Why did he think differently now? Only one answer occurred to him—he would have his mother at his side. Would having Queen Certhia with him make enough difference to let him beat Grus? When he looked at that with his heart, he felt it would. When he looked at it with his head, he knew it wouldn’t.

And when he looked at Lepturus… The guards commander hadn’t quite answered his question before. He asked it again. “You wouldn’t help, would you?”

Regretfully, Lepturus shook his head. “I want you to stay alive, and I want Certhia to stay alive, and I’ve got this low, sneaking yen to stay alive a while longer myself.”

“Curse you, Lepturus,” King Lanius said wearily. Lepturus bowed his head, as though Lanius had praised him. Maybe, in the end, Lanius had, though he would never have admitted that even to himself. He made a fist and slammed it down on his thigh, again and again. “All right. All right. I’ll leave it alone.”

“Thank you, Your Majesty. Thank you from the bottom of my heart. You won’t be sorry.”

“No? I’m sorry already.” Lanius rose from the marble bench and hurried away. No one, not even a man who’d known him his whole life long, should have to see a king cry.

* * *

“We beat the Thervings last year,” Grus told his men. “We beat them when we had a civil war simmering, too. This year, our back is safe. When we meet them again, let’s beat them again.”

The soldiers raised a cheer. Grus nodded approval. They weren’t where he wanted them to be as far as fighting strength went, but they didn’t quake in their boots at the prospect of facing King Dagipert’s men, either.
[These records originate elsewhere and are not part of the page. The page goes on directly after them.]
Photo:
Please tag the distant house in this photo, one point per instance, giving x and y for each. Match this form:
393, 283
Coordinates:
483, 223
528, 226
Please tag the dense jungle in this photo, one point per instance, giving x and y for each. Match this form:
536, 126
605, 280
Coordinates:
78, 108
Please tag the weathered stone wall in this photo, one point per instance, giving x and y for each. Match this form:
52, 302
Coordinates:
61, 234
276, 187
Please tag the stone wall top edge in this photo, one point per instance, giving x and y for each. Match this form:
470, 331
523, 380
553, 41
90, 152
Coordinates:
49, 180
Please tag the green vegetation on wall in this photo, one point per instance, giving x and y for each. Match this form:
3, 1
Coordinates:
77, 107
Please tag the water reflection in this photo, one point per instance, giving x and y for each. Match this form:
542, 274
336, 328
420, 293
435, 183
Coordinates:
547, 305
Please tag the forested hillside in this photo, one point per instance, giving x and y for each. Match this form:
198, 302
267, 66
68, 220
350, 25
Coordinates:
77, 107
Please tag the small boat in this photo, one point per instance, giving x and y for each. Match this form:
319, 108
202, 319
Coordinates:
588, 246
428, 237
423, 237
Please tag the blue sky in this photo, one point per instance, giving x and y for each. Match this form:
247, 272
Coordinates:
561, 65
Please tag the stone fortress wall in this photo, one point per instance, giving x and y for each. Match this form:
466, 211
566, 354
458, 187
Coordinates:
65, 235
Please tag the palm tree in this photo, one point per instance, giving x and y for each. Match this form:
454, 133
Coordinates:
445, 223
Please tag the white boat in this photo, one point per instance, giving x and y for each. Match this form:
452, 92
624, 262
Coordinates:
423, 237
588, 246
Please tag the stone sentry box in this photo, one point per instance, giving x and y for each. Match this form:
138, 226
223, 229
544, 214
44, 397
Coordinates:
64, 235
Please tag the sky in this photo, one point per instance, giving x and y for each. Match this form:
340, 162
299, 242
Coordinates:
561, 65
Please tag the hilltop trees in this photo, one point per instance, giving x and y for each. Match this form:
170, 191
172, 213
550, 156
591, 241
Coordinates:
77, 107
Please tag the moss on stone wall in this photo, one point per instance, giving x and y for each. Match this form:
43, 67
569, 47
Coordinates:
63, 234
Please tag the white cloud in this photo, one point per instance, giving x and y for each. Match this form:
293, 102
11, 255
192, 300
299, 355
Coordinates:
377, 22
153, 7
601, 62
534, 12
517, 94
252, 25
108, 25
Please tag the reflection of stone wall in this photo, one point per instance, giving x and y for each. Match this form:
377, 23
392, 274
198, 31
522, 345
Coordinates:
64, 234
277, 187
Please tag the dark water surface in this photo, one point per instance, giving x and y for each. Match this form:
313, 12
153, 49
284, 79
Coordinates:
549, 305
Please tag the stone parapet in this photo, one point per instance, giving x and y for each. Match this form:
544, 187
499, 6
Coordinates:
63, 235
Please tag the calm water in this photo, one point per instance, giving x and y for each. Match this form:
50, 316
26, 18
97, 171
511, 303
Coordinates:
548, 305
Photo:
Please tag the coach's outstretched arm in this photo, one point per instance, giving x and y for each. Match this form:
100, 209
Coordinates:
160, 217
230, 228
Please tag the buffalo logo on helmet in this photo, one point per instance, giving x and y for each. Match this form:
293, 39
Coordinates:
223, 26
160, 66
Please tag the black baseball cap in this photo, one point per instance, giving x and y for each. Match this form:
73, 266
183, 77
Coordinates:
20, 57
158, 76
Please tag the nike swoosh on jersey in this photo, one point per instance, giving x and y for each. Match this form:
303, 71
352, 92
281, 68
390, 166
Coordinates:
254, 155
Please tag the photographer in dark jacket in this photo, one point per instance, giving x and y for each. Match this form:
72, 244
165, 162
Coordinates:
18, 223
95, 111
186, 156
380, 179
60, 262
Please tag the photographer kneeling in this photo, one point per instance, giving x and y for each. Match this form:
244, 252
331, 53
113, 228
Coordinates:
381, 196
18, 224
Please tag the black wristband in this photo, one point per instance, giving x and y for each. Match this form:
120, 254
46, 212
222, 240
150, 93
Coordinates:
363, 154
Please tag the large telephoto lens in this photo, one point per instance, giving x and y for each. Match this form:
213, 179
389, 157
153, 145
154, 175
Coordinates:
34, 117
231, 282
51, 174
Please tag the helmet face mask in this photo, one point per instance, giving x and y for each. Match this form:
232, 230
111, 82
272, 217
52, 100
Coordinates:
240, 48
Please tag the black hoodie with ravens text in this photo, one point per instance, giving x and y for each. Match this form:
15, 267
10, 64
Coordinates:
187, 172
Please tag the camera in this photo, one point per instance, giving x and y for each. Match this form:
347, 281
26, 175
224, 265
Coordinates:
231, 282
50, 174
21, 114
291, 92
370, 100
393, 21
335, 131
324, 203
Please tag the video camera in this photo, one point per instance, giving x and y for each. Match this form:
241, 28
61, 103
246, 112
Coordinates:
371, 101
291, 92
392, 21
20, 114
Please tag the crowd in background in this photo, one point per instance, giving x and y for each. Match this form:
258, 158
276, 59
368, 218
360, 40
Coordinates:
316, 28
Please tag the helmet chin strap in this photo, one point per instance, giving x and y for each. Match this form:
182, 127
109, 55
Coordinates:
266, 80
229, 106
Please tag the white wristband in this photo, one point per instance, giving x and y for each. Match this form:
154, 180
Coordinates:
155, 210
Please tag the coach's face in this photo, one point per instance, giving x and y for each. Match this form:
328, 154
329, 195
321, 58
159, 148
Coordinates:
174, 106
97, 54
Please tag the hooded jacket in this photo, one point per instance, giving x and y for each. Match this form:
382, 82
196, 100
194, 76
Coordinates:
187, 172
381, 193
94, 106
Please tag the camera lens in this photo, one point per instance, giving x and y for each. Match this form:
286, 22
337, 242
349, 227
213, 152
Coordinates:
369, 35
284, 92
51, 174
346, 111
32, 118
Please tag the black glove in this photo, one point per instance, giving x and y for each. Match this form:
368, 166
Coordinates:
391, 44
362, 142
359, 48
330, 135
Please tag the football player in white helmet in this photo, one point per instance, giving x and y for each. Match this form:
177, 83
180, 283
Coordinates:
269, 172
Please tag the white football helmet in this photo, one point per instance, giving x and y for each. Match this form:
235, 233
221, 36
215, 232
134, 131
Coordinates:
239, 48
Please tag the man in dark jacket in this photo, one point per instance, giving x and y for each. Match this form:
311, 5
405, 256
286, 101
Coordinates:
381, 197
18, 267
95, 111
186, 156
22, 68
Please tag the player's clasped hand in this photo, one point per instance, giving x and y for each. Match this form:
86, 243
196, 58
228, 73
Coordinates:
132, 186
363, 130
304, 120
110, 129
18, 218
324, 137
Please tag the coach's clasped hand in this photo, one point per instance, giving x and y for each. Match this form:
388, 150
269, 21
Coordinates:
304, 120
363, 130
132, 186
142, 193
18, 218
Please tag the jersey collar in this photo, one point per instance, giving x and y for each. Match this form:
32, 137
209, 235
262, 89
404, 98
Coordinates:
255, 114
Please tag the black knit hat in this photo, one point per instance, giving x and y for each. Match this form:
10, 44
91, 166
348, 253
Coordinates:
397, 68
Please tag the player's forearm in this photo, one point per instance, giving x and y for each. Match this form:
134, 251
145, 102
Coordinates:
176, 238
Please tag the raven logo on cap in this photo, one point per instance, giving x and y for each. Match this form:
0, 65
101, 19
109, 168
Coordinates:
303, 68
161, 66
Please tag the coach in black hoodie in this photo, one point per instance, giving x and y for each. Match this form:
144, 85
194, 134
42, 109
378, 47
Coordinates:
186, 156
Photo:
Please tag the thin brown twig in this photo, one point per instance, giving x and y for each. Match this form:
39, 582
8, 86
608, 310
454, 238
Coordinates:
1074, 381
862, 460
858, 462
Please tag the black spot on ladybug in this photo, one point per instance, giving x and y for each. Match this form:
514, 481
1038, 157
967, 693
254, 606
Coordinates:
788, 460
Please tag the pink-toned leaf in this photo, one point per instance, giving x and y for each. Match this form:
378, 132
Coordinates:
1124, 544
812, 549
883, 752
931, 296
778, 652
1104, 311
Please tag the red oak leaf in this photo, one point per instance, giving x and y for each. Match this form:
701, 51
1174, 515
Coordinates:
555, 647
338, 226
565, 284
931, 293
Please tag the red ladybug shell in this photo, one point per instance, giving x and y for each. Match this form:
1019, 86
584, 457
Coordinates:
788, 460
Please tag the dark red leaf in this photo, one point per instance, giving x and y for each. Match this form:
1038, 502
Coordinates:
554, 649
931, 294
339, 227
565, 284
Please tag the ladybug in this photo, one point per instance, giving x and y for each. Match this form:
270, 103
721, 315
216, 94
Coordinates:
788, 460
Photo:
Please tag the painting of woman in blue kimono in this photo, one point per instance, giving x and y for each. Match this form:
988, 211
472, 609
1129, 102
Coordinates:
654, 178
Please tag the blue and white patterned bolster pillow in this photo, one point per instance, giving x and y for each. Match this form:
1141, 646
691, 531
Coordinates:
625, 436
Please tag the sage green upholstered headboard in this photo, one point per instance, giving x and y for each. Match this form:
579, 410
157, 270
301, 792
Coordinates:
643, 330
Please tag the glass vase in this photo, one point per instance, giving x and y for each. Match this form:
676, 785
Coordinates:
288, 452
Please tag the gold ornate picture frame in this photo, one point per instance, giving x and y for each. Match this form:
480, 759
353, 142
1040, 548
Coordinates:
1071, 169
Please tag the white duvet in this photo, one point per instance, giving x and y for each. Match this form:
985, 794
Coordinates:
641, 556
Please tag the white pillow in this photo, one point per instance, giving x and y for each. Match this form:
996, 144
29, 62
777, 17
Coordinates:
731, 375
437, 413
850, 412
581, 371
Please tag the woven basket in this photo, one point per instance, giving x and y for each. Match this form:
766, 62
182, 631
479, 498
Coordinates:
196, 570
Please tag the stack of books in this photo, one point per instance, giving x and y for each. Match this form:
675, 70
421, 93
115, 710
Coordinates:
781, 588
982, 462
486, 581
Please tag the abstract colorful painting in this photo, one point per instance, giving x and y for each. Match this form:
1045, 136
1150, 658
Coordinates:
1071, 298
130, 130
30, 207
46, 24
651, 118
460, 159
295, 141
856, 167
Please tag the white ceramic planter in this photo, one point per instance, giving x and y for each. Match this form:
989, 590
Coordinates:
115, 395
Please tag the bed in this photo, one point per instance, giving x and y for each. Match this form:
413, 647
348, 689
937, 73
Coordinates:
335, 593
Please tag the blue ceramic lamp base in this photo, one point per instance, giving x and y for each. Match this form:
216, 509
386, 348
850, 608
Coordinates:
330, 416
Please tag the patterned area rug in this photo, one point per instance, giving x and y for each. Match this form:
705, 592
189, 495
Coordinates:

That would do.

General Hirundo said, “We’re gaining, Your Majesty.”

“Just what I was thinking, as a matter of fact,” Grus answered. “If we can keep from getting overrun and massacred, we’ll have ourselves a pretty fair army in a couple of years.”

“Er… yes.” Hirundo gave him a curious look. “That’s a cheery thought you had there.” He pretended to shiver to show just how cheery he thought it.

“We’re going out against the Thervings. We’re not staying behind the walls of the city of Avornis,” Grus said. “Year before last, we’d have waited for him to quit tearing up the countryside and go away, and we’d have hoped he didn’t do too much harm while he was tearing things up. So, yes, it is a cheery thought if you look at it the right way.”

“Well, I’d rather look at it like that than think of the Thervings overrunning us, I will say,” Hirundo replied. “Thinking about that for too long puts a crimp in your day.”

“If we think about it, we can think about ways to keep it from happening,” Grus said. “That’s what I want to do. If we don’t think about it… If we don’t think about it, then we might as well bring Corvus out of the Maze and put him in charge of the army again.”

“No, thanks, Your Majesty,” Hirundo said. “We tried that once, and it didn’t work out very well.” He waved. “We can still see just how well it worked.”

“I know,” Grus said. Here, not far from the Tuola River, the Thervings had done a lot of burning and looting. They hadn’t come so far east this year, but the land remained empty, almost barren. They’d killed a lot of the farmers who’d worked it, and carried others back to Thervingia with them. One of these days, when things were safer, Grus knew he would have to try to resettle this land. But not yet. First, he’d have to work to make things safer. And he had a lot of work ahead of him.